In Doñana they spend the winter and breed the birds, they have done so for centuries, but fewer and fewer nest. “We have been in the dry cycle for 12 years nowis the longest in the history of the National Park”, says Carlos Dávila, head of the technical office of Seobirdlife Doñana.
The wetland dries up, and not just because of the lack of rain. “It is, above all, for the overexploitation of aquifers. I’m afraid it’s some kind of tradition. The first complaint I remember was in 1987,” laments Miguel Ferrer, a research professor at the Doñana-CSIC Biological Station.
Those illegal wells have proliferated ever since. In the last five years about 1,200 have been sealed, but many others are still pending closure. “The result is an unprecedented loss of biodiversity.
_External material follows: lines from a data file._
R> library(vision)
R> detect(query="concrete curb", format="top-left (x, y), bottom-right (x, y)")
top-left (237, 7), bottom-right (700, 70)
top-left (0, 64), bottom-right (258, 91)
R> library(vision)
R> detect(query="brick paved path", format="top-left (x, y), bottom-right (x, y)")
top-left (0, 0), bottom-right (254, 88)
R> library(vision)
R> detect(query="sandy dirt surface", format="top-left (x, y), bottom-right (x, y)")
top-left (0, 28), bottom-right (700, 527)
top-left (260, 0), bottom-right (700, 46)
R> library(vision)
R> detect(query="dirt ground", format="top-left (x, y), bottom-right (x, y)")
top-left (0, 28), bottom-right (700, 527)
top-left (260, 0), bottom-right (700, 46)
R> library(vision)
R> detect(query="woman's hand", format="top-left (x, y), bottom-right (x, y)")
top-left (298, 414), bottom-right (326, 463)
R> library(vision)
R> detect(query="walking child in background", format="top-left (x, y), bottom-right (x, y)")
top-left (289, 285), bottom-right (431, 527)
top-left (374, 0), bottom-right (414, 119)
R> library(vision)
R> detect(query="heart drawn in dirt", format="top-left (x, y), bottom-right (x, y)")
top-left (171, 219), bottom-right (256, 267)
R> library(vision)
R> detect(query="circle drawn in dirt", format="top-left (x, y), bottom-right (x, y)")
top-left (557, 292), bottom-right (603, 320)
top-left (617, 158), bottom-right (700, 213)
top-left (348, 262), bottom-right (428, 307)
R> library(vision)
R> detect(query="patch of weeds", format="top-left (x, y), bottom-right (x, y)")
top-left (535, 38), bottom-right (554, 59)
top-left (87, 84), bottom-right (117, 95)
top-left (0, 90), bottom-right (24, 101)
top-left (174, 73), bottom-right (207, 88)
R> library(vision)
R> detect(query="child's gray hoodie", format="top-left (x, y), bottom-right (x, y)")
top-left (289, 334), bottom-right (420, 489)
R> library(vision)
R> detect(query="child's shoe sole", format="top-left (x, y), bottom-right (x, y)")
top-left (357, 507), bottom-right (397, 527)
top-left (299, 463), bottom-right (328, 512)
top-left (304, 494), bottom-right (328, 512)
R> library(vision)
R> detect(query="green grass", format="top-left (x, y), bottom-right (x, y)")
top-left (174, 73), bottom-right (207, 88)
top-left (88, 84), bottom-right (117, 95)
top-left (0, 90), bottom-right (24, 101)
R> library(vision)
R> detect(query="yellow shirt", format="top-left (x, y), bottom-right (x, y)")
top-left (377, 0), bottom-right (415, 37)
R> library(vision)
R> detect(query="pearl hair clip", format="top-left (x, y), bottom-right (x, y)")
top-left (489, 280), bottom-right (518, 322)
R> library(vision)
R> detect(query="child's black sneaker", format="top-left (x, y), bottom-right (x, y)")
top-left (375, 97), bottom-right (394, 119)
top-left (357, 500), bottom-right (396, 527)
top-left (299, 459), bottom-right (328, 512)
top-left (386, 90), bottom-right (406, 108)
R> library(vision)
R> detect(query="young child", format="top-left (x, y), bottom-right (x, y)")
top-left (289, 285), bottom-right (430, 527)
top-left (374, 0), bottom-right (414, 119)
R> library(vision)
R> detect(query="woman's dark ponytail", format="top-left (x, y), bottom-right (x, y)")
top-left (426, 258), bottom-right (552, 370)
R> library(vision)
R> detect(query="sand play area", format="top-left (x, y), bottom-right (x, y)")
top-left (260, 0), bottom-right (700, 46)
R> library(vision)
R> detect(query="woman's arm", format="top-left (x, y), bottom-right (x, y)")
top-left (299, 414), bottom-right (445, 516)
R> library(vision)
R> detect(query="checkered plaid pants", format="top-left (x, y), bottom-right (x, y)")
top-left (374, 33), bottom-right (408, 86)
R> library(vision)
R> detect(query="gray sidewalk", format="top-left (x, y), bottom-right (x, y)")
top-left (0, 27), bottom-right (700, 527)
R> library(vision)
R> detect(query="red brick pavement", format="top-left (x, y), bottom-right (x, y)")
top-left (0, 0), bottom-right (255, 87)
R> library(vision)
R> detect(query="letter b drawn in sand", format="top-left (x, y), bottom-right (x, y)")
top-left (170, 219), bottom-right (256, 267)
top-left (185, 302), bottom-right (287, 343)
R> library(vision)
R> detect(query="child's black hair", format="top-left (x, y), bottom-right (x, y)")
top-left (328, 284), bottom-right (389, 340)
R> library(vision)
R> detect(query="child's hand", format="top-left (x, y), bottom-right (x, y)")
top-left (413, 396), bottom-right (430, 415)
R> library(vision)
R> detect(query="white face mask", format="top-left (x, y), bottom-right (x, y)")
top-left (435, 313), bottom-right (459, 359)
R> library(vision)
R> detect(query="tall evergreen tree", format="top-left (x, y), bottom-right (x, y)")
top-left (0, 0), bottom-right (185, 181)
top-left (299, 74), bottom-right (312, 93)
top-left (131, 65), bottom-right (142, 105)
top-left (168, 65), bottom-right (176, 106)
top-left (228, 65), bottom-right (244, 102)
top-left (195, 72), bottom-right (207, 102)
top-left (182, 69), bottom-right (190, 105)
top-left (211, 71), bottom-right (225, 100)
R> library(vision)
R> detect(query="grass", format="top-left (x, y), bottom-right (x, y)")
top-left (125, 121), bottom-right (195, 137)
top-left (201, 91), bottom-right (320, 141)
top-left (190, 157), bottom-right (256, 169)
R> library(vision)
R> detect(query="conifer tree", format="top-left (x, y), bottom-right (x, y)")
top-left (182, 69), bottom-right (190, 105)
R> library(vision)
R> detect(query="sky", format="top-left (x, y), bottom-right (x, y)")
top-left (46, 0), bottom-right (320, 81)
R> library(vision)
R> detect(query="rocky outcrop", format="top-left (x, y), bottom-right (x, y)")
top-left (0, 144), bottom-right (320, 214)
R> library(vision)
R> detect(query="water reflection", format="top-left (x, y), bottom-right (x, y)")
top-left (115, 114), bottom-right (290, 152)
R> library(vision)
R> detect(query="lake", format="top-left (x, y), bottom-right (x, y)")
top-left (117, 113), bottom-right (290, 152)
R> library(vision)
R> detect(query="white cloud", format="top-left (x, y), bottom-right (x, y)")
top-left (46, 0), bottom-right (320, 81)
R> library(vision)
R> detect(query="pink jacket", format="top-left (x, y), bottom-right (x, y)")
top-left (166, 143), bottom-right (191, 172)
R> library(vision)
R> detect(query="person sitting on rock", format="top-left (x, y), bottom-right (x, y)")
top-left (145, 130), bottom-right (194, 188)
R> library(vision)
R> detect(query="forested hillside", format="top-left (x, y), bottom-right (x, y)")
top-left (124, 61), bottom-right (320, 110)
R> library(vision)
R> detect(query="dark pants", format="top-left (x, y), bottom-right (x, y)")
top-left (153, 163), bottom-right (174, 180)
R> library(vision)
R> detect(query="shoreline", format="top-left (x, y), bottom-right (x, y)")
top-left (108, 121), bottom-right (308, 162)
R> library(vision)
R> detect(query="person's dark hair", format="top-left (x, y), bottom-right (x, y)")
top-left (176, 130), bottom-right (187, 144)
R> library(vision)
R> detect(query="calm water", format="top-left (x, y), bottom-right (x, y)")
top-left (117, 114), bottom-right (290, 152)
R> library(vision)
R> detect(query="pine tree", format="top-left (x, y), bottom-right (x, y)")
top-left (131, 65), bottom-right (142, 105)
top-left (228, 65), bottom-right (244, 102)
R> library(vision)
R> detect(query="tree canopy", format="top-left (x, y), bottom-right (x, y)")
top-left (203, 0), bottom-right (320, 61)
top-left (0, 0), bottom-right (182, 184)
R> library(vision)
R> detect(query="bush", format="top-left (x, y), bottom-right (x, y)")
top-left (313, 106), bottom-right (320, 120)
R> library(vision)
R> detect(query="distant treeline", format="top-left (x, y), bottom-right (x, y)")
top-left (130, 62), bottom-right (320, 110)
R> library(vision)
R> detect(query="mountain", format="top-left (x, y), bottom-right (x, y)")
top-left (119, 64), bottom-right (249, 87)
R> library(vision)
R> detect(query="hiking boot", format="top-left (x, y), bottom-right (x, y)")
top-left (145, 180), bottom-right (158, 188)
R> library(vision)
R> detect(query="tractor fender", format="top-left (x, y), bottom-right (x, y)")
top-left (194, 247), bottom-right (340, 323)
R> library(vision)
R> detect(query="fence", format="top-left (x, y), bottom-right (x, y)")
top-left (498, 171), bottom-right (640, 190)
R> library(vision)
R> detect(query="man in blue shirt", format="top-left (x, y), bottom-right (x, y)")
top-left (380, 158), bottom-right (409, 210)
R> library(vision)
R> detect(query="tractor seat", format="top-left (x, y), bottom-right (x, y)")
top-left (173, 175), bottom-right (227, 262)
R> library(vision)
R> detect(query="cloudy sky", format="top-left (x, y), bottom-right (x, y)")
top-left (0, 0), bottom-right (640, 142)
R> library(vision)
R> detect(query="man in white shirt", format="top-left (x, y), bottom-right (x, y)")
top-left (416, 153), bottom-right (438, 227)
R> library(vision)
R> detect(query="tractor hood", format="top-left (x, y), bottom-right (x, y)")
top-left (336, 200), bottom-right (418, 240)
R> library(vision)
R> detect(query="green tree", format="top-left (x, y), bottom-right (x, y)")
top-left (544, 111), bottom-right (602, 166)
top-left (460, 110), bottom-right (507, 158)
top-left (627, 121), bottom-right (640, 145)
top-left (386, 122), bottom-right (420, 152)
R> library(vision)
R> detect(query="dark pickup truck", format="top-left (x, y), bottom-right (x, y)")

Doñana’s ecosystems are on the verge of collapse and the marsh remains dry for longer,” says Dávila.
The CSIC has verified that even the lagoons that a decade ago did not dry up in summer now dopartly because of those intensive crops that consume so much water.
The law proposed by the Junta de Andalucía now intends to add 800 new hectares of agricultural land. “We have created a irrigation bubble without having a natural resource […] They are trying to regularize a lot of illegal land in the area and with the law in hand we would have to eliminate it,” criticizes Fuentelsaz.
For this reason, the Salvemos Doñana Platform will demonstrate in Seville this Sunday. Law-abiding farmers don’t like the Board’s proposal either. “Distributing the little water that there is is foolhardy“, maintained Manuel Delgado, spokesman for the Puerta de Doñana Farmers Association, in the Sixth Column.
The future of the National Park is at stake. 38 scientists and institutions have asked UNESCO to declare Doñana a World Heritage Site in danger.